The next plot will look at the economic effect of weather events. The first bar chart shows the accumulated property and crop damage by the top 5 most destructive events, while the second chart provides the average effect for the top 5.
# Create bar chart of total property and crop damage per event type for the top 10 events
g2 = ggplot(storm_damage_grouped_long[1:10, ], aes(x = reorder(cleaned_EVTYPE, desc(total_propcrop)), y = total, fill = Type)) +
geom_bar(stat = "identity") +
geom_text(aes(label = scientific(total)), position = position_stack(vjust = 0.5), color = "black") +
labs(title = "Total Property + Crop Damage due to Weather Events since 1996", x = "Event Type", y = "Total") +
theme_bw() + theme(axis.text.x = element_text(angle = 45, hjust = 1))
# Reorder according to the average occurrences
storm_damage_grouped_long = storm_damage_grouped_long %>% arrange(desc(average_propcrop))

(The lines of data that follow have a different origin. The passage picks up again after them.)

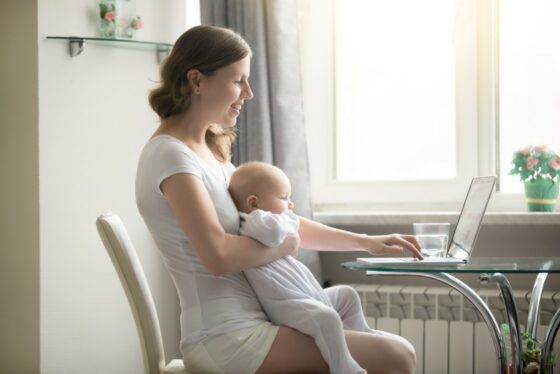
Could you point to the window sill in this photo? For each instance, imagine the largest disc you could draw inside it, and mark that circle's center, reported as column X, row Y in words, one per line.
column 407, row 218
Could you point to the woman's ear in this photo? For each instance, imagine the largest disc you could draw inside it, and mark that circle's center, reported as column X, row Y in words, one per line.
column 252, row 203
column 194, row 77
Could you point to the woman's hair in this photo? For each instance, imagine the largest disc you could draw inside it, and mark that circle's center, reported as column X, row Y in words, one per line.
column 206, row 48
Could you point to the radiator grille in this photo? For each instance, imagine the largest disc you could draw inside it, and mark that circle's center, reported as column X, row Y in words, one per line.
column 449, row 335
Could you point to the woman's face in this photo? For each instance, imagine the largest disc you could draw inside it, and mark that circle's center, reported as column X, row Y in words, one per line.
column 223, row 93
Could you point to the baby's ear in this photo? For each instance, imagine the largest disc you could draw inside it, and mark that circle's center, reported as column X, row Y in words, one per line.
column 252, row 203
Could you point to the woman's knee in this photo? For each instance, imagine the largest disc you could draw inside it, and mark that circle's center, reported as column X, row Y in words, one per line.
column 405, row 352
column 385, row 353
column 293, row 352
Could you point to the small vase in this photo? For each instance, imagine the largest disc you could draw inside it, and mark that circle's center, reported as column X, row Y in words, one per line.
column 115, row 18
column 542, row 195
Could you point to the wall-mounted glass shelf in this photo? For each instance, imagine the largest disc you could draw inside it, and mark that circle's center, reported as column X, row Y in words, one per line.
column 76, row 44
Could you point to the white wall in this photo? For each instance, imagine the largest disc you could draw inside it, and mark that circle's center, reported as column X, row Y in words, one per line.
column 93, row 120
column 19, row 190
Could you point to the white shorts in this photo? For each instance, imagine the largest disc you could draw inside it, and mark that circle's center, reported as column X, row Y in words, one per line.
column 241, row 351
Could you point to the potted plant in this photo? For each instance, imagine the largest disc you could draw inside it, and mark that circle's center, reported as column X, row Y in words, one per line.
column 539, row 168
column 531, row 356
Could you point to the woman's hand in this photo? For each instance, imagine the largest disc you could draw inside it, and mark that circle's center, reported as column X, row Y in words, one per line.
column 393, row 244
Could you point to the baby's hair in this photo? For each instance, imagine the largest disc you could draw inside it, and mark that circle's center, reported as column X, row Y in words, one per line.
column 252, row 178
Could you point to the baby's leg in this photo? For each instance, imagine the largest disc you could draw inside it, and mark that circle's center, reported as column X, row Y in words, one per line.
column 346, row 302
column 323, row 323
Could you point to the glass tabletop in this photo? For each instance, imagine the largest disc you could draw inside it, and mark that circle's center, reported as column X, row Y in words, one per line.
column 519, row 265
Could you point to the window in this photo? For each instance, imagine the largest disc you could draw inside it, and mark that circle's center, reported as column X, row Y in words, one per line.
column 401, row 98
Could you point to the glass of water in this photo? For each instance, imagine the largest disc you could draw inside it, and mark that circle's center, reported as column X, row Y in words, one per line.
column 432, row 237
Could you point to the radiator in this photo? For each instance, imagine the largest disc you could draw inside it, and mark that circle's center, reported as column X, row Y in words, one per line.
column 449, row 335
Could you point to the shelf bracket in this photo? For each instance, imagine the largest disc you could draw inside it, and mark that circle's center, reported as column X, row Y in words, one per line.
column 76, row 46
column 162, row 52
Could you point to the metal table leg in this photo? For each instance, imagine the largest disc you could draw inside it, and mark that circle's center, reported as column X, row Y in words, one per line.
column 534, row 304
column 549, row 337
column 511, row 308
column 475, row 299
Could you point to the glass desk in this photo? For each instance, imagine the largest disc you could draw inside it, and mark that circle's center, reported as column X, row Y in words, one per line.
column 491, row 269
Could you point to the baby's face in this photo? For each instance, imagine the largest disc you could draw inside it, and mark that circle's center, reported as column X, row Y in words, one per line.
column 276, row 199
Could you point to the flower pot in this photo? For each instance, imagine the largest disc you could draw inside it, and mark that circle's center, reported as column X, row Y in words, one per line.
column 542, row 195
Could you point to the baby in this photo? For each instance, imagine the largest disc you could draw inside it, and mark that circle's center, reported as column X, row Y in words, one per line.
column 288, row 292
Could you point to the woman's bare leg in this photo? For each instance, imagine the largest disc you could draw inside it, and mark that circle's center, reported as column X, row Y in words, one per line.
column 293, row 352
column 385, row 353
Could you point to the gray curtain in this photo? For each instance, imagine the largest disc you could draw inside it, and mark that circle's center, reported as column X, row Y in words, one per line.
column 271, row 127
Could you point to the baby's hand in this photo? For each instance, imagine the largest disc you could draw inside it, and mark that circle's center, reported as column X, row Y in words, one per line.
column 392, row 244
column 290, row 245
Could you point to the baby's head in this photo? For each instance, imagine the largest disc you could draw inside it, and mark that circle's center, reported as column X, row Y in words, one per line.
column 258, row 185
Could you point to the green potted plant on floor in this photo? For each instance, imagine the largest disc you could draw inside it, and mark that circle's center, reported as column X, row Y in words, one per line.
column 539, row 169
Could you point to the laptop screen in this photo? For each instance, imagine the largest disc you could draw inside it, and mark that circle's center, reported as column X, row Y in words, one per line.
column 471, row 216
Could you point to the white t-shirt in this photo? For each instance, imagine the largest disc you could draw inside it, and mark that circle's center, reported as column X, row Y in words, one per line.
column 210, row 305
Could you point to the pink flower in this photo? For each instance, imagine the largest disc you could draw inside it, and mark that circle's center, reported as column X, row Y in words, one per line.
column 525, row 151
column 555, row 163
column 531, row 161
column 540, row 148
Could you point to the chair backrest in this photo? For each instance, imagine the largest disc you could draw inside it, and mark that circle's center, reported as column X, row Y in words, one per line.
column 128, row 266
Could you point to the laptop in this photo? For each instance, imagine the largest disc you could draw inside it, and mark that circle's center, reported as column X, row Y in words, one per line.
column 466, row 231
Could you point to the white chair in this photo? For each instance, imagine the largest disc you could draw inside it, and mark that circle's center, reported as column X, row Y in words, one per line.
column 128, row 266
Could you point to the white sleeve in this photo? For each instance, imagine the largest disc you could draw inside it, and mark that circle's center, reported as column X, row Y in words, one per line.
column 268, row 228
column 172, row 158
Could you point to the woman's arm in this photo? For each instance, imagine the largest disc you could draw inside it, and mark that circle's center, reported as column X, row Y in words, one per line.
column 221, row 253
column 315, row 235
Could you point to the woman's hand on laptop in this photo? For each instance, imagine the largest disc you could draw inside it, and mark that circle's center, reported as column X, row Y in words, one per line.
column 393, row 244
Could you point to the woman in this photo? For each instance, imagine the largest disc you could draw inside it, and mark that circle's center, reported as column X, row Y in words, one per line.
column 181, row 191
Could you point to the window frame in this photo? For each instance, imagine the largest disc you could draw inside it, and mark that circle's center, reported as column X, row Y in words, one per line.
column 477, row 120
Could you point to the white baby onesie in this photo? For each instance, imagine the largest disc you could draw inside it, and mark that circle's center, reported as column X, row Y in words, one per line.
column 291, row 296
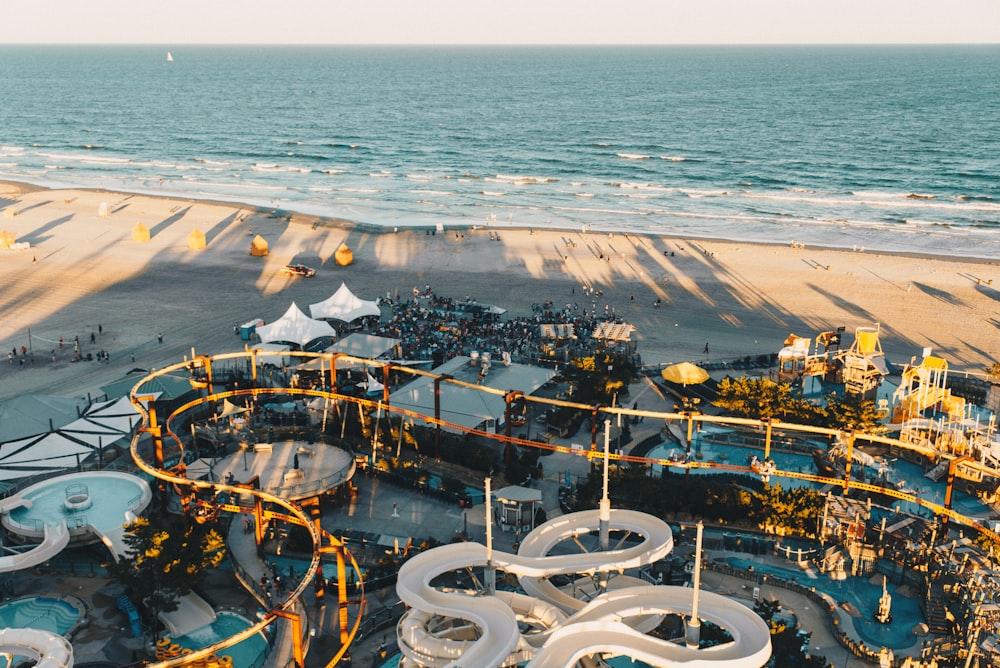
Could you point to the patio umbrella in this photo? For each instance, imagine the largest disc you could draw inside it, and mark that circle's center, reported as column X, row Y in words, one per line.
column 684, row 373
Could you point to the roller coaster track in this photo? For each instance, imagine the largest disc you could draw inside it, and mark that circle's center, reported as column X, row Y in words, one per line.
column 200, row 368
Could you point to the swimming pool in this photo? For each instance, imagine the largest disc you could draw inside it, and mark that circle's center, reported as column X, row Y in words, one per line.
column 100, row 499
column 863, row 595
column 248, row 653
column 59, row 615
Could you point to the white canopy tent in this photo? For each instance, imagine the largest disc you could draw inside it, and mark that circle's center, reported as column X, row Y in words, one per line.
column 67, row 446
column 295, row 327
column 345, row 306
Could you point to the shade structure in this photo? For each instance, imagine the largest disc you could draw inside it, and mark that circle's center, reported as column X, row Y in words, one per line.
column 344, row 255
column 140, row 233
column 66, row 446
column 259, row 247
column 684, row 373
column 344, row 305
column 196, row 240
column 294, row 327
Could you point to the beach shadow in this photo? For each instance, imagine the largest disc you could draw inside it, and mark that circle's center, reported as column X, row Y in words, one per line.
column 941, row 295
column 39, row 235
column 217, row 229
column 168, row 221
column 33, row 206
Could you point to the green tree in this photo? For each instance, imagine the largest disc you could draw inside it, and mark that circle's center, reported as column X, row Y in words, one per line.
column 165, row 560
column 763, row 398
column 994, row 371
column 599, row 377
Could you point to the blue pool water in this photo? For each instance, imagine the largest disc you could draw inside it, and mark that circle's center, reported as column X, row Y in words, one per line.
column 39, row 612
column 863, row 595
column 110, row 495
column 248, row 653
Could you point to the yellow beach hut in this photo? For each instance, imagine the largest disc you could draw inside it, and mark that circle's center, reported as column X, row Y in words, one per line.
column 258, row 247
column 196, row 240
column 140, row 233
column 344, row 255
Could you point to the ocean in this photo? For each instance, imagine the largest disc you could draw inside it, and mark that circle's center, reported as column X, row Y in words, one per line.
column 891, row 148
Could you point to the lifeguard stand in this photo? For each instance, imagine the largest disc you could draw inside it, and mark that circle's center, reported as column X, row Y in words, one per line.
column 863, row 364
column 796, row 360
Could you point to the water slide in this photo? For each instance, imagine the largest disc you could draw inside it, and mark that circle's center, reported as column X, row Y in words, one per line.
column 466, row 629
column 48, row 650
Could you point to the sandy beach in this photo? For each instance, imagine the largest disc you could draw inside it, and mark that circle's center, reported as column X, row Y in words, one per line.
column 84, row 275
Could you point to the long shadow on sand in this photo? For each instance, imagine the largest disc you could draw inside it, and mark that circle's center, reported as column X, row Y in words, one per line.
column 39, row 235
column 168, row 221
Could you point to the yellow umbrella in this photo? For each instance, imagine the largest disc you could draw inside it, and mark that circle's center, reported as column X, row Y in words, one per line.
column 684, row 373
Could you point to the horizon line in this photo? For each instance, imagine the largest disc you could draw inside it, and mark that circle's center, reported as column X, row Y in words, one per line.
column 503, row 44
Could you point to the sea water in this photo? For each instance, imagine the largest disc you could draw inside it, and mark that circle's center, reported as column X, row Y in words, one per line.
column 878, row 147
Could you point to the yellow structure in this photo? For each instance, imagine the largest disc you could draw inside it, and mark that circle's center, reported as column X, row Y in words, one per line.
column 196, row 240
column 258, row 247
column 922, row 386
column 863, row 365
column 344, row 255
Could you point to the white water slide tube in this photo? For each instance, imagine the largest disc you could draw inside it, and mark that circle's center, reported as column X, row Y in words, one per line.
column 455, row 629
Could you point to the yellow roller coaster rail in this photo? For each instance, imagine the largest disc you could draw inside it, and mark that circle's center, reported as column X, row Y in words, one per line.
column 201, row 370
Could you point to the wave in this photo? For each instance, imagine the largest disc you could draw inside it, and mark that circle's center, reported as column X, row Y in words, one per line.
column 521, row 180
column 205, row 161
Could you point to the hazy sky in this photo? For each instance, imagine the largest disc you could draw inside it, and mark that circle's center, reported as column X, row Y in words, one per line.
column 175, row 22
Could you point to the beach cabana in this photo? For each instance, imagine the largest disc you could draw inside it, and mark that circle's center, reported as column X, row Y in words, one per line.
column 196, row 240
column 140, row 233
column 343, row 255
column 345, row 306
column 295, row 327
column 258, row 247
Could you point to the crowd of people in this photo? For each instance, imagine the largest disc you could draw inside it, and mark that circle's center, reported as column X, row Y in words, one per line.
column 436, row 328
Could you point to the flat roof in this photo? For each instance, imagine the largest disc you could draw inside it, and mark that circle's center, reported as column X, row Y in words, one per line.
column 464, row 406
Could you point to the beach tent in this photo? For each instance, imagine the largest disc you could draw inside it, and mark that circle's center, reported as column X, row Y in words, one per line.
column 196, row 240
column 258, row 247
column 344, row 255
column 344, row 305
column 684, row 373
column 140, row 233
column 294, row 327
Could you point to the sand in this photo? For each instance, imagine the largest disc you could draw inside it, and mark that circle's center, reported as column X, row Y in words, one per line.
column 84, row 274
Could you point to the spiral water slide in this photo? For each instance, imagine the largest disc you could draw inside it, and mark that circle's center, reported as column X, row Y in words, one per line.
column 462, row 629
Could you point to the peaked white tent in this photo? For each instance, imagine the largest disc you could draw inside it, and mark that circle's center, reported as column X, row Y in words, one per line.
column 294, row 327
column 344, row 305
column 68, row 445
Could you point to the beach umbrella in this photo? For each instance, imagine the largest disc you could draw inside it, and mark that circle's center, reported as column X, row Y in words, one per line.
column 684, row 373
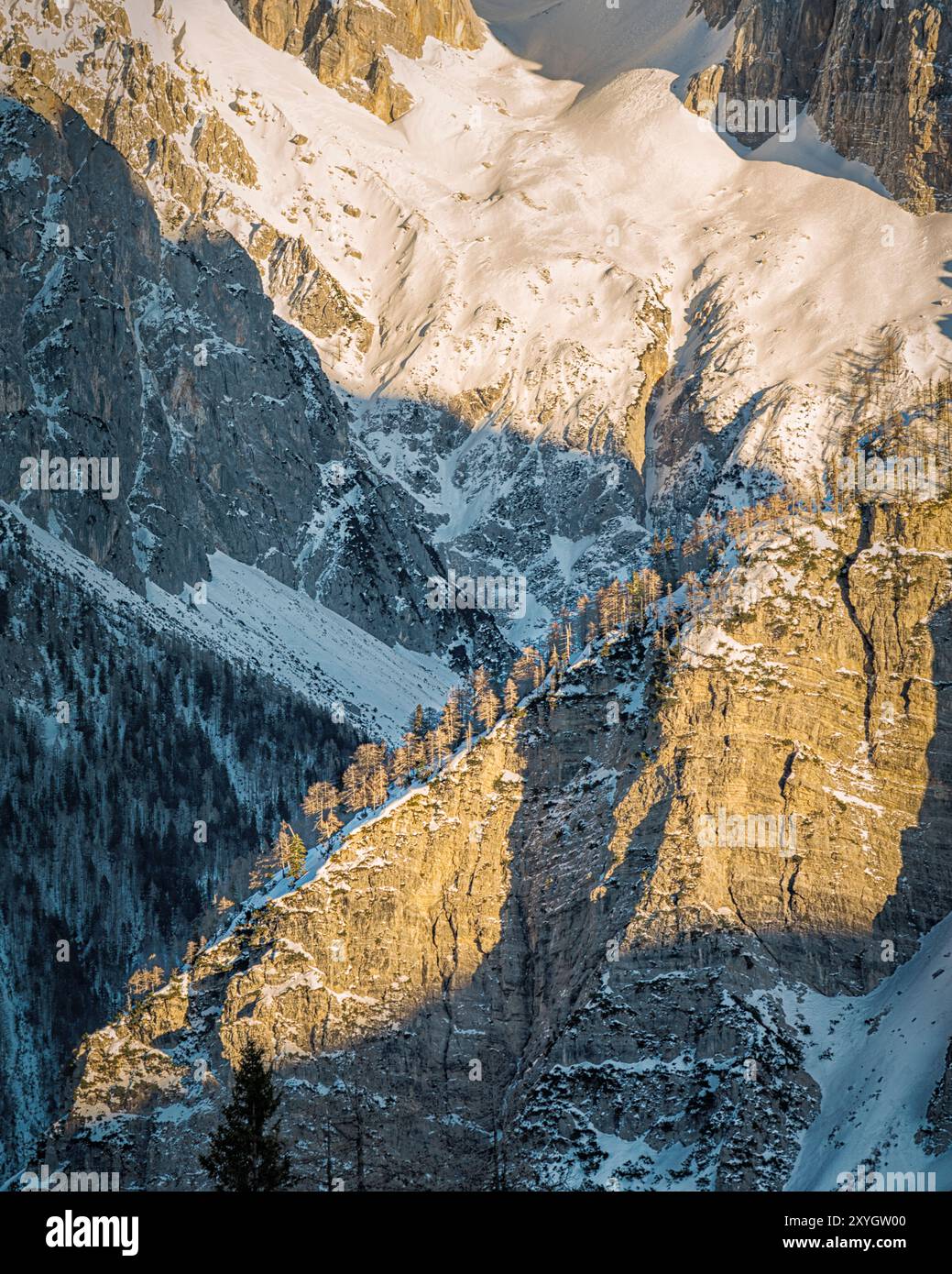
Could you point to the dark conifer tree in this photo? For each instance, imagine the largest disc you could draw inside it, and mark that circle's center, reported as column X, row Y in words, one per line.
column 245, row 1155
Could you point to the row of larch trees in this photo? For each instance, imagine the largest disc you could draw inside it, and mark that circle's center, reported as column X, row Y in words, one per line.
column 635, row 605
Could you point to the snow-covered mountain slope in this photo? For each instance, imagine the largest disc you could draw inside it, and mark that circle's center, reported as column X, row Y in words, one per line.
column 533, row 254
column 880, row 1060
column 649, row 1009
column 255, row 622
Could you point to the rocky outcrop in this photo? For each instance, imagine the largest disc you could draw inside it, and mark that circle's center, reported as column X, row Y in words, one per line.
column 192, row 160
column 876, row 78
column 550, row 969
column 345, row 43
column 167, row 359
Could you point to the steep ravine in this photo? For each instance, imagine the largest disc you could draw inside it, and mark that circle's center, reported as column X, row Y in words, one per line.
column 538, row 971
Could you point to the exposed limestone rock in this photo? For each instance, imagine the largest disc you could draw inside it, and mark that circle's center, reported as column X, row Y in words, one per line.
column 345, row 43
column 876, row 78
column 537, row 972
column 144, row 110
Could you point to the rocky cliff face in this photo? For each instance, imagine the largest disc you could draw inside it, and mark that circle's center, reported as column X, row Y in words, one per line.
column 224, row 430
column 876, row 78
column 550, row 967
column 345, row 43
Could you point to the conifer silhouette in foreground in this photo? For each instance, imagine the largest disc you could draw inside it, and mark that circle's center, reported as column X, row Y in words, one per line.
column 244, row 1153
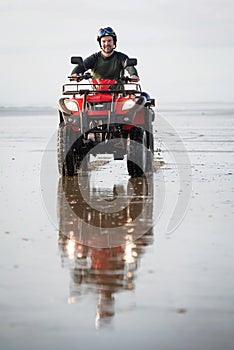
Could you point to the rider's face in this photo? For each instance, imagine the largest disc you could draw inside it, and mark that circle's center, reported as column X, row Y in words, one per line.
column 107, row 44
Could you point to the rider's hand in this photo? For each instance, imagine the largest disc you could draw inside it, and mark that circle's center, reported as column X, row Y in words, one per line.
column 134, row 78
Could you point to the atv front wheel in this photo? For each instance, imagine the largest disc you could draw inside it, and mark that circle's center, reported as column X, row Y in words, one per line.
column 138, row 153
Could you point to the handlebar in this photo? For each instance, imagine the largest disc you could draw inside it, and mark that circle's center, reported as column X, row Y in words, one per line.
column 79, row 78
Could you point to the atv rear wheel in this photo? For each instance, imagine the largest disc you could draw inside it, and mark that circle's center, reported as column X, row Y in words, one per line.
column 67, row 140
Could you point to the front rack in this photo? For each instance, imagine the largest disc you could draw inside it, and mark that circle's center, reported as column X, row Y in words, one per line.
column 85, row 89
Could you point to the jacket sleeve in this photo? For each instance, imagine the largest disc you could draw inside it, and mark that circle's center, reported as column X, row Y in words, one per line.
column 89, row 63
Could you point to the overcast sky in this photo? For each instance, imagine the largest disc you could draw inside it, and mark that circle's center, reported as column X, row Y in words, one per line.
column 185, row 48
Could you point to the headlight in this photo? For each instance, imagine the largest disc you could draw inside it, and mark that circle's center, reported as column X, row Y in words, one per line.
column 71, row 105
column 128, row 105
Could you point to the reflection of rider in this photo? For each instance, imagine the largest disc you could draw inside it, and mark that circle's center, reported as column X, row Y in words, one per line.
column 107, row 63
column 105, row 271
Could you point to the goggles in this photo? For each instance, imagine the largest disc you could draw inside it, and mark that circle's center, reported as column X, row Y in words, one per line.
column 105, row 31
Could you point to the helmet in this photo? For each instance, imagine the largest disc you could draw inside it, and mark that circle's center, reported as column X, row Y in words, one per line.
column 146, row 95
column 108, row 31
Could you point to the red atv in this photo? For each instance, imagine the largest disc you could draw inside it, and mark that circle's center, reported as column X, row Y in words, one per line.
column 105, row 116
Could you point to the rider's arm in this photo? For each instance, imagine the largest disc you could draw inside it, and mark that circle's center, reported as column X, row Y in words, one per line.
column 131, row 70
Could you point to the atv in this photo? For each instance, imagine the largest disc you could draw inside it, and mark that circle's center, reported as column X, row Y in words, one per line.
column 105, row 116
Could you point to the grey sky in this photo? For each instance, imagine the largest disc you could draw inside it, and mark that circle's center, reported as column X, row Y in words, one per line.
column 185, row 48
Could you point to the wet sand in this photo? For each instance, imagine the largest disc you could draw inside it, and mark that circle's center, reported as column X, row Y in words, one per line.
column 168, row 286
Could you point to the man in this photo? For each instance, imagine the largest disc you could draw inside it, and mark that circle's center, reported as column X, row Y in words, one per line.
column 107, row 63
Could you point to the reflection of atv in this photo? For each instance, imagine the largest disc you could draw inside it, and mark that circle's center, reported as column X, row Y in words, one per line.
column 103, row 218
column 105, row 116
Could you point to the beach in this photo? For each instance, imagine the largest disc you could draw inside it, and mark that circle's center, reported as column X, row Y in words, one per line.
column 159, row 277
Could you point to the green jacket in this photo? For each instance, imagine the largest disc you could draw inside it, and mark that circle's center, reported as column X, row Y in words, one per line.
column 106, row 67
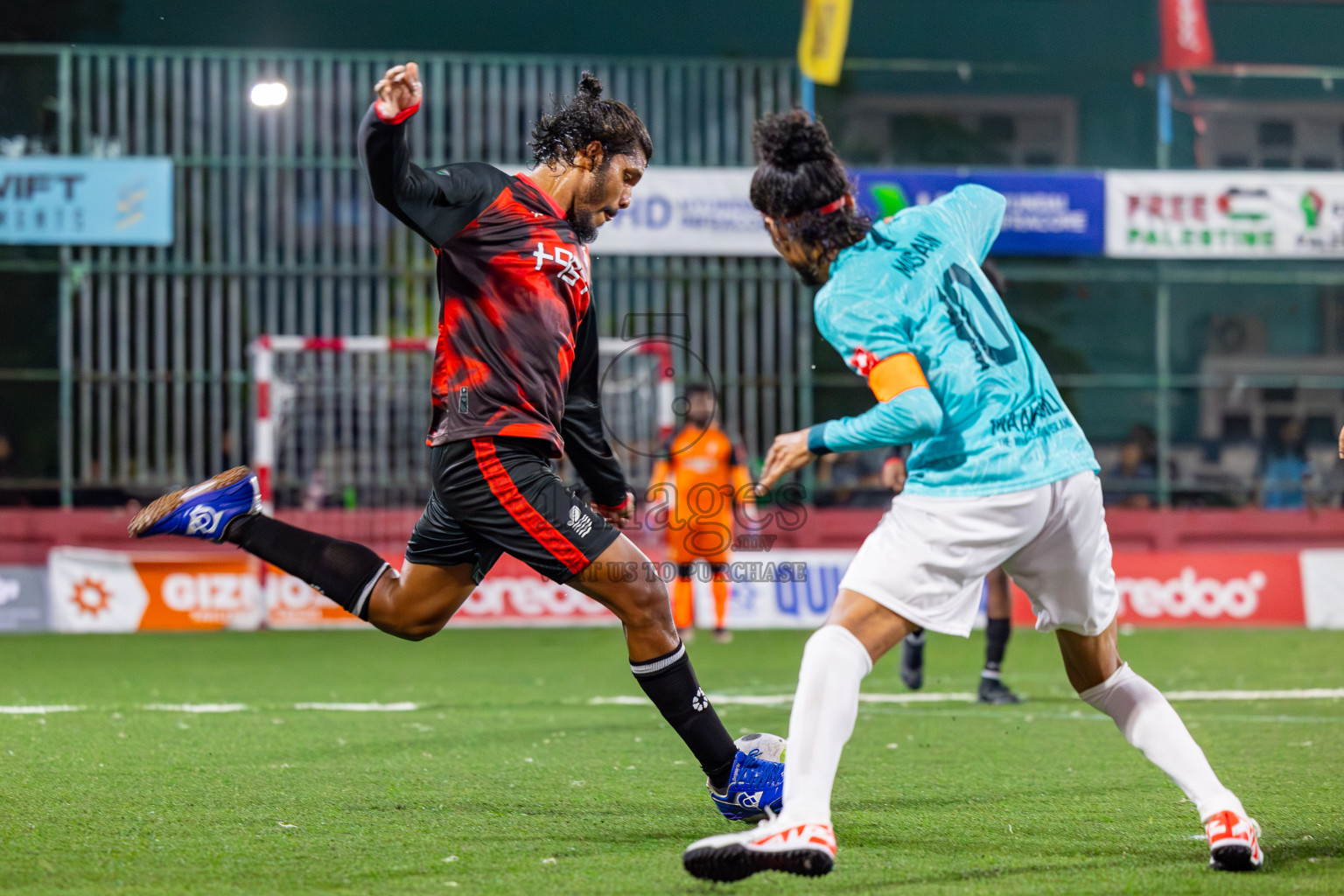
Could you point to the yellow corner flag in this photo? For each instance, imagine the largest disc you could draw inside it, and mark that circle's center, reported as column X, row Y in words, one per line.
column 825, row 30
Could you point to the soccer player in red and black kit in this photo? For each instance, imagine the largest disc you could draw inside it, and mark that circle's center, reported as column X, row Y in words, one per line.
column 515, row 384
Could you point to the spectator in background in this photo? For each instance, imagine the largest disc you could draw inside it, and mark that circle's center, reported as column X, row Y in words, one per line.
column 1285, row 472
column 1133, row 480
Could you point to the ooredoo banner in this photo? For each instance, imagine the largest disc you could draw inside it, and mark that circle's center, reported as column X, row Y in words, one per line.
column 1178, row 589
column 23, row 598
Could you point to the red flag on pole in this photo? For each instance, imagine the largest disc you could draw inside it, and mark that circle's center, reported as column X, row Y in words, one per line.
column 1186, row 39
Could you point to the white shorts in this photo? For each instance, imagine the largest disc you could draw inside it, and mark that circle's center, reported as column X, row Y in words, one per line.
column 928, row 556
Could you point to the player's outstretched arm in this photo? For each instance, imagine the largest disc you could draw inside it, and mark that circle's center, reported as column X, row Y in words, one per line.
column 436, row 206
column 909, row 416
column 581, row 429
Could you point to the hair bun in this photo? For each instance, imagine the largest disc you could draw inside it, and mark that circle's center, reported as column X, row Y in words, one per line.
column 792, row 140
column 589, row 87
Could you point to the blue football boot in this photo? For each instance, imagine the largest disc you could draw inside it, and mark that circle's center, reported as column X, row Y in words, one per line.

# Create bar chart of average fatalities and injuries per event type for the top 5 events
h2 = ggplot(storm_damage_grouped_long[1:10, ], aes(x = reorder(cleaned_EVTYPE, desc(average_propcrop)), y = average, fill = Type)) +
geom_bar(stat = "identity") +
geom_text(aes(label = scientific(average)), position = position_stack(vjust = 0.5), color = "black") +
labs(title = "Average Property + Crop Damage due to Weather Events since 1996", x = "Event Type", y = "Average") +
theme_bw() + theme(axis.text.x = element_text(angle = 45, hjust = 1))
# Plot the chart
print(g2 + h2)
The results show on both plots floods, avalanche and dense smoke, which indicates how they cause great damage on a single event, and also how they happen frequently. Floods have by a large margin been the most damaging economic event in the US since 1996.